Avec l’hiver revinrent à Martigues les difficultés du ravitaillement alimentaire. La distribution des rations américaines ne remplacèrent qu’en partie la diminution des rations de viande. Quant au poisson pêché, il était majoritairement envoyé vers d’autres communes par le Ravitaillement général. En février 1945, comme aucune viande n’avait été distribuée depuis deux semaines, une soixantaine de ménagères manifestèrent devant la criée. Georges Galdy fit distribuer quatre-vingt kilos de poisson. Néanmoins, le chef de district de Ravitaillement dut s’expliquer le lendemain à la Bourse du travail devant un rassemblement de deux cents ménagères, qui créèrent un Comité permanent. En avril 1945 eut lieu le premier tour des élections municipales.
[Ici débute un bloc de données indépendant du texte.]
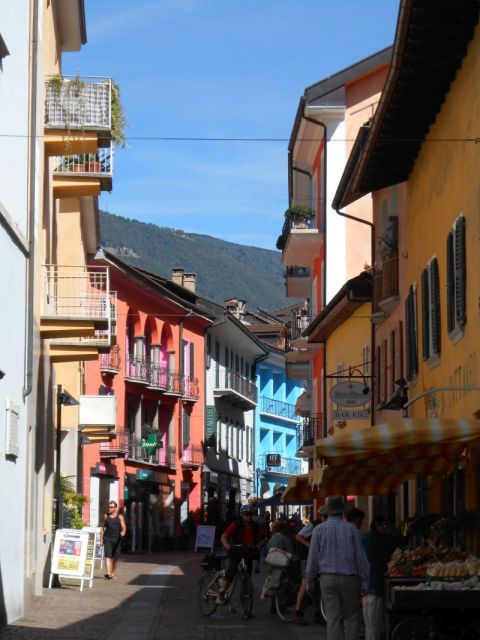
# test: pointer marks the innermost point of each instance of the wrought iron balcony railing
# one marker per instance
(278, 408)
(291, 466)
(386, 282)
(76, 292)
(78, 103)
(137, 369)
(111, 361)
(192, 455)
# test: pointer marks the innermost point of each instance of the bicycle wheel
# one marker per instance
(207, 592)
(285, 601)
(245, 595)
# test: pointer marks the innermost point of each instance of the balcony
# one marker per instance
(386, 289)
(287, 466)
(137, 370)
(278, 409)
(297, 282)
(191, 389)
(77, 114)
(76, 301)
(240, 392)
(116, 448)
(111, 361)
(308, 433)
(301, 242)
(192, 456)
(83, 174)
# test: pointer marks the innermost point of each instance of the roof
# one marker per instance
(352, 295)
(430, 42)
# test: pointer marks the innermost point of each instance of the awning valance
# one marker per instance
(402, 441)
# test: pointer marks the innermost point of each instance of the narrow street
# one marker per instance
(154, 597)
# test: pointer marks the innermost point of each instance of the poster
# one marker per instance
(70, 552)
(205, 537)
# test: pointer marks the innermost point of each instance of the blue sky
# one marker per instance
(221, 69)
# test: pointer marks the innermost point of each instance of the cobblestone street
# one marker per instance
(154, 597)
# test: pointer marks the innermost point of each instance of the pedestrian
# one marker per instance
(337, 555)
(111, 534)
(303, 539)
(377, 549)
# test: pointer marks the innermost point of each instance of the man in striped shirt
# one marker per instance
(337, 555)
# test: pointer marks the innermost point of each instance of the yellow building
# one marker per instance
(423, 139)
(344, 328)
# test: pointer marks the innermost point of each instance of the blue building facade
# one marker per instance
(276, 426)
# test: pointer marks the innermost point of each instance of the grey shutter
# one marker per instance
(450, 284)
(211, 419)
(460, 271)
(425, 316)
(435, 306)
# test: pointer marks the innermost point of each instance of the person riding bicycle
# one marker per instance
(240, 538)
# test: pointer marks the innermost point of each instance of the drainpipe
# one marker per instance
(324, 279)
(32, 195)
(372, 330)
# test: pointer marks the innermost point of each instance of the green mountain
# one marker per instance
(224, 269)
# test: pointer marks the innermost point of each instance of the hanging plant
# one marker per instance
(119, 122)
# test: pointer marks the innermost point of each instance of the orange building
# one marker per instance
(153, 466)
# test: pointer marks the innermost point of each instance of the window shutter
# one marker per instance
(460, 271)
(435, 306)
(450, 284)
(425, 316)
(210, 425)
(186, 429)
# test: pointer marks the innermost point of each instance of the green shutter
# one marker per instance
(211, 419)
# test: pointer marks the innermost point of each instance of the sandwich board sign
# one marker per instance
(205, 537)
(69, 555)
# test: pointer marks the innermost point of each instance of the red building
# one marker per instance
(153, 465)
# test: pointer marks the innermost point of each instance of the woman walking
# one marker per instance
(113, 530)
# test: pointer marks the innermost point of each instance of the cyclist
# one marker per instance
(239, 538)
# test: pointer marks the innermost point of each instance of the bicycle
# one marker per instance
(212, 582)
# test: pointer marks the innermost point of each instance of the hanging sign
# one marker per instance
(350, 394)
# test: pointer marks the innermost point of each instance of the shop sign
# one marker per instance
(273, 460)
(362, 414)
(350, 394)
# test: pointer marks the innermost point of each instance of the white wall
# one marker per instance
(14, 28)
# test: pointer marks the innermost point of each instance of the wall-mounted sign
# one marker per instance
(350, 394)
(361, 414)
(273, 460)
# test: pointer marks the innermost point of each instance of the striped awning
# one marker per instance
(298, 490)
(404, 441)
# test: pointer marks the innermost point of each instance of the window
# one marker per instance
(431, 312)
(411, 333)
(456, 280)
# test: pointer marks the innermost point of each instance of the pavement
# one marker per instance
(153, 598)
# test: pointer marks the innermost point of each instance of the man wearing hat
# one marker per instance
(337, 555)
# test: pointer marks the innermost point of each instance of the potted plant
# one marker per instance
(300, 215)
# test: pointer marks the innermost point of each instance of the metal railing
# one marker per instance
(111, 361)
(78, 103)
(192, 455)
(235, 382)
(287, 465)
(191, 388)
(309, 430)
(97, 164)
(76, 292)
(137, 369)
(278, 408)
(297, 272)
(386, 282)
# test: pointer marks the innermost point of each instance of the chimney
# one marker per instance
(236, 307)
(189, 281)
(177, 276)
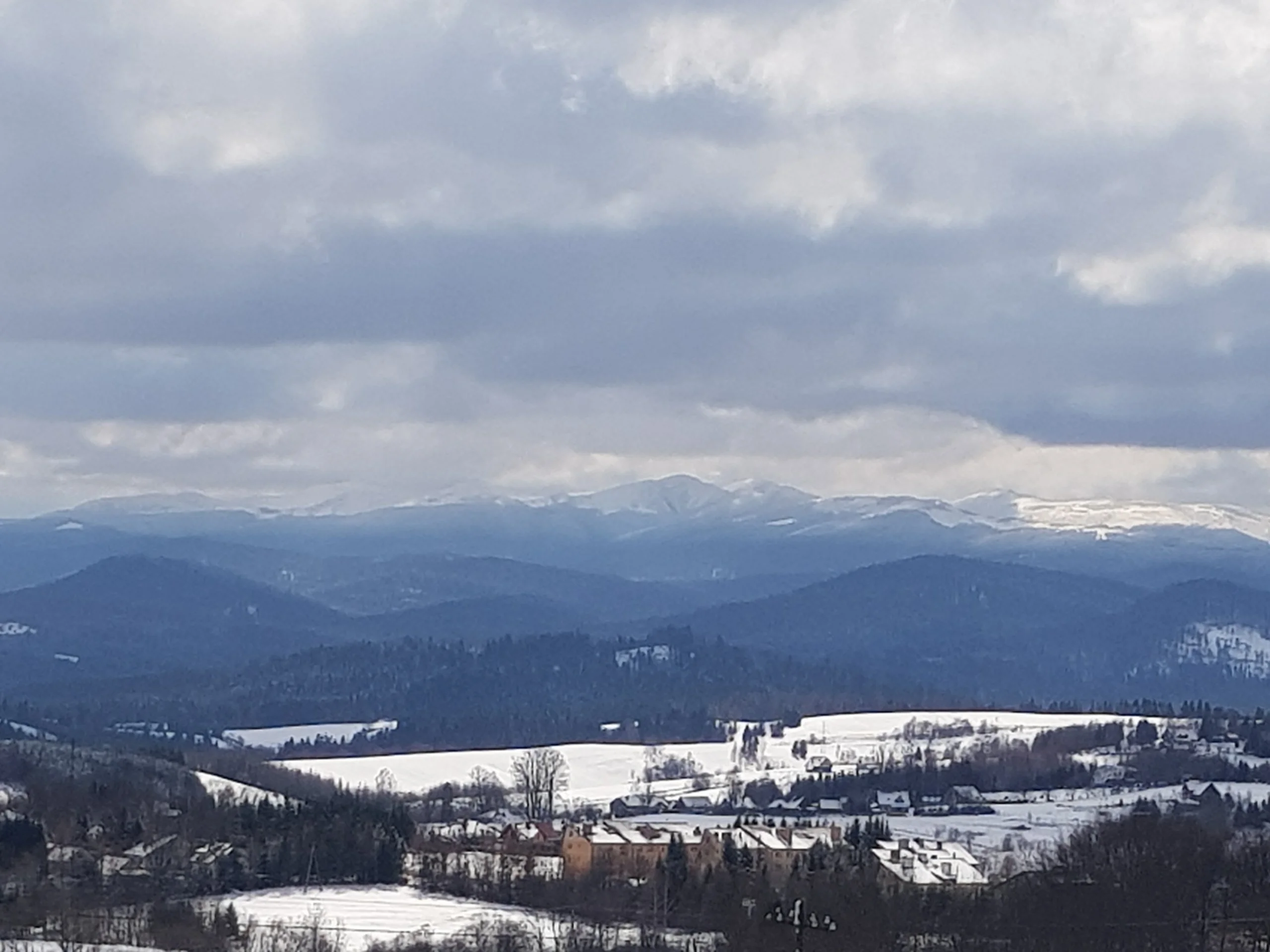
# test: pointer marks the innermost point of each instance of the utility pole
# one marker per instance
(801, 921)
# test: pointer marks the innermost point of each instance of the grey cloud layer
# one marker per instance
(1051, 219)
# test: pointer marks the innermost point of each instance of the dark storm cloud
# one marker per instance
(1055, 220)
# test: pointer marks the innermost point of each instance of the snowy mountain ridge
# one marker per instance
(1239, 651)
(688, 499)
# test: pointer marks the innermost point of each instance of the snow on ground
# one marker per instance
(223, 787)
(1020, 832)
(365, 914)
(602, 772)
(50, 946)
(275, 738)
(27, 730)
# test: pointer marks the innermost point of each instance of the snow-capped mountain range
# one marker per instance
(684, 498)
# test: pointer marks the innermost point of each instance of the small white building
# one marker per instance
(893, 804)
(928, 862)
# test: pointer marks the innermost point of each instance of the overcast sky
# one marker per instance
(384, 249)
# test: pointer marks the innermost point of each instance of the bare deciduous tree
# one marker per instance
(540, 774)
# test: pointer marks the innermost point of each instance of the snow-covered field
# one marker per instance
(365, 914)
(601, 772)
(273, 738)
(1015, 834)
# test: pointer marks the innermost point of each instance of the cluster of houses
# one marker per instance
(634, 851)
(73, 867)
(954, 801)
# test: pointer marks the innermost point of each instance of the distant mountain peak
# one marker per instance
(153, 504)
(671, 495)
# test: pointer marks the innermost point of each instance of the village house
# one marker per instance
(623, 851)
(897, 804)
(632, 852)
(638, 805)
(695, 804)
(965, 800)
(926, 862)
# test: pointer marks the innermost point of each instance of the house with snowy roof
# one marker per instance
(964, 799)
(893, 804)
(633, 852)
(926, 862)
(638, 805)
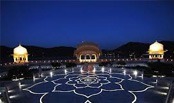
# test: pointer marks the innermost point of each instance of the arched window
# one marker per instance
(87, 57)
(93, 57)
(82, 57)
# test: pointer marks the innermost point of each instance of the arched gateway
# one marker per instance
(87, 52)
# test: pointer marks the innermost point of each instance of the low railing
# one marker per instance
(170, 94)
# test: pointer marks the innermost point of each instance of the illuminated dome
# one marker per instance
(156, 48)
(20, 50)
(156, 51)
(87, 52)
(20, 54)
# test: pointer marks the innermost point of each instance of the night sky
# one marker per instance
(109, 24)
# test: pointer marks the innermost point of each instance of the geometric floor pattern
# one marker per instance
(100, 85)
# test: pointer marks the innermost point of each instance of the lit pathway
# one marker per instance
(101, 85)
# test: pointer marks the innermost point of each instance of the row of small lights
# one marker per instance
(49, 61)
(135, 73)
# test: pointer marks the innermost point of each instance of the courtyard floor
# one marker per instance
(99, 85)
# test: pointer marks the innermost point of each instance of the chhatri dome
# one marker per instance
(156, 51)
(20, 54)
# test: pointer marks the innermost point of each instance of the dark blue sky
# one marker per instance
(109, 24)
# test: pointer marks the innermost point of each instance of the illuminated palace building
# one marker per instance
(87, 52)
(156, 51)
(20, 54)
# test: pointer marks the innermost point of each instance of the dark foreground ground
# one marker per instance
(99, 85)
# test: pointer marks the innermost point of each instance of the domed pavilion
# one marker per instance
(156, 51)
(20, 54)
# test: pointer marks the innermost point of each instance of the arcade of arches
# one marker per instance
(87, 52)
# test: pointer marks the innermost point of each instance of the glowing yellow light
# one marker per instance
(20, 50)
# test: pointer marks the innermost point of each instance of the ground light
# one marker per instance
(135, 73)
(34, 78)
(65, 71)
(124, 72)
(19, 84)
(94, 70)
(103, 69)
(110, 70)
(81, 70)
La Liste unique regroupant Front national, UFF, CGT, FUJP, PCF, syndicat agricole, syndicat des pêcheurs, un socialiste indépendant (Honoré Orlandini), chambre des métiers et artisans, anciens combattants, prisonniers de guerre et déportés, l’emporta sur celle présentée par le Parti socialiste (SFIO).
Il semble que le rôle politique de Georges Galdy devint par la suite plus discret.
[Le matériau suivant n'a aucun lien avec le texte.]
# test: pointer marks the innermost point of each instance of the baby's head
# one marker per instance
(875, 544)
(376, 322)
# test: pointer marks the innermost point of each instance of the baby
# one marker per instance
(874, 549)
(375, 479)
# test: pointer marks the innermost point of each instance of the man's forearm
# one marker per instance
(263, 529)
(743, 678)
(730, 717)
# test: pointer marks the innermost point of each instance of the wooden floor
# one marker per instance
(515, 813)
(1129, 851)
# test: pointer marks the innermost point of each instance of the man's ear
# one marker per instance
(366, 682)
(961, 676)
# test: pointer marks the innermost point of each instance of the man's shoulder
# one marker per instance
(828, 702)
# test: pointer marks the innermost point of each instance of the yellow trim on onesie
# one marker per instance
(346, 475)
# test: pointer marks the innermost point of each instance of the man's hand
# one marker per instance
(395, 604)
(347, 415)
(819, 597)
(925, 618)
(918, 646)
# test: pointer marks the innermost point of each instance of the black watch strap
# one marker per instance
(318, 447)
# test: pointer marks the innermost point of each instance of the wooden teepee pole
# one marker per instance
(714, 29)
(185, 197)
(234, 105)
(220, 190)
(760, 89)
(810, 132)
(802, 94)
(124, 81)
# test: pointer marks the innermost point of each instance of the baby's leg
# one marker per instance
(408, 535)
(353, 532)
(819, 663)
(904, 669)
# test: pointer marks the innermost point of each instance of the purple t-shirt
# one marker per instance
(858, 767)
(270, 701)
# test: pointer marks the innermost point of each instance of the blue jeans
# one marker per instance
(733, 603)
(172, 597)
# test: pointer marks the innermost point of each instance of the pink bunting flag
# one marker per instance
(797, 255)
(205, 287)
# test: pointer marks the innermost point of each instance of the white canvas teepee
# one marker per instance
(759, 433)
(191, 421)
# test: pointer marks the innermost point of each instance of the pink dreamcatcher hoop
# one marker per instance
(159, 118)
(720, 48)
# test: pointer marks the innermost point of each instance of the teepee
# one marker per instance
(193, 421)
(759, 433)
Sources : Jacky Rabatel, Une ville du Midi sous l’Occupation : Martigues, 1939-1945, Centre de Développement Artistique et Culturel, 1986 (pp. 156-157, 220, 222, 223 [photographie], 250, 252, 269-270, 301-306, 313, 316, 353, 355-357). — Dénombrement de 1901, Département du Gard, Arrondissement de Nîmes, Canton de Saint-Mamert, Commune de Caveirac. — Recensement de la population de Marseille de 1906 (site Filae). — Site Généanet.